Quoi qu'il en soit, le 27 juillet 1807, soixante coups de canon annonçaient à la capitale de la France que l'empereur était de retour. Quelques jours plus tard, au bruit des acclamations des peuples et du désespoir de l'Angleterre, il ouvrait la session législative et parlait en ces termes aux députés de l'empire :

De nouvelles guerres, de nouveaux triomphes, de nouveaux traités de paix ont changé la face de l'Europe politique. Dans tout ce que j'ai fait, j'ai eu uniquement en vue le bonheur de mes peuples, plus cher à mes yeux que ma propre gloire. Français ! je me suis senti fier d'être le premier parmi vous.
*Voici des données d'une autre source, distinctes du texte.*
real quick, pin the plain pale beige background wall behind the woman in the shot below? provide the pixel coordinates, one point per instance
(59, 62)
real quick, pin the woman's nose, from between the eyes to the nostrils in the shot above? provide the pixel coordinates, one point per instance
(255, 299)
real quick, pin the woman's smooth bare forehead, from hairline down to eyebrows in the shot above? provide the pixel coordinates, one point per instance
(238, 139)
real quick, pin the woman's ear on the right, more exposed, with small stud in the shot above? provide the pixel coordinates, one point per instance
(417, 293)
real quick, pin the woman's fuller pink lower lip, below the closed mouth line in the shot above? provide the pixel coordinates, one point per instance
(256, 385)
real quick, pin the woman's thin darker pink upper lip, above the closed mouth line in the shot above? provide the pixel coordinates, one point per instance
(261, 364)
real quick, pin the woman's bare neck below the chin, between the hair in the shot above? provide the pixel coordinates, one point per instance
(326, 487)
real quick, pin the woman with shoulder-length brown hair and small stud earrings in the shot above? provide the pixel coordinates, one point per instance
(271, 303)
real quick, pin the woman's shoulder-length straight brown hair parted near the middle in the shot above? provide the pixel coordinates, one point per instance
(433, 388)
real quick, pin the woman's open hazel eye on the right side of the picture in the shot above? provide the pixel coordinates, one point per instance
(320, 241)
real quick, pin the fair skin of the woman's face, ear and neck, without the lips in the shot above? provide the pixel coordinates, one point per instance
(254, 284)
Vous êtes un bon et grand peuple !...

 

De nouveaux changements furent introduits dans les institutions. Le tribunat, quoique sans puissance, subsistait encore ; ce n'était qu'une ombre de représentation populaire, ce n'était qu'un mot ; mais au-dessous de cette ombre et de ce mot il y avait un précipice que l'empereur jugea dangereux et dont il voulut avoir raison en supprimant le tribunat lui-même. On effaça des actes officiels, et l'on cessa d'inscrire sur la monnaie ce nom de république qui durait encore : c'était mettre fin à une formule ironique qui ne trompait personne. On promulgua le code de commerce, et la cour des comptes fut créée pour juger en matière de finances et apurer les opérations des receveurs, payeurs, comptables de toute espèce en matière de dépense ou de perception. Une loi fut rendue qui prononçait l'extinction de la mendicité ; mais ce n'était là qu'un rêve non moins irréalisable que celui de Henri IV. Un sénatus-consulte du 1er mars 1808 rétablit la noblesse en France, et l'on vit reparaître les titres de barons et de chevaliers : déjà, comme nous l'avons vu plus haut, l'empereur avait préludé à cette mesure par l'institution des grands fiefs héréditaires. Les Jacobins s'empressèrent de solliciter des titres et des armoiries, et l'empereur, en les anoblissant, leur infligea un châtiment de plus. Ces hommes de sang avaient été cruels et impitoyables sous la terreur ; on les vit lâches et souples devant la vanité. Triste expérience qui ne servit guère au plus oublieux des peuples.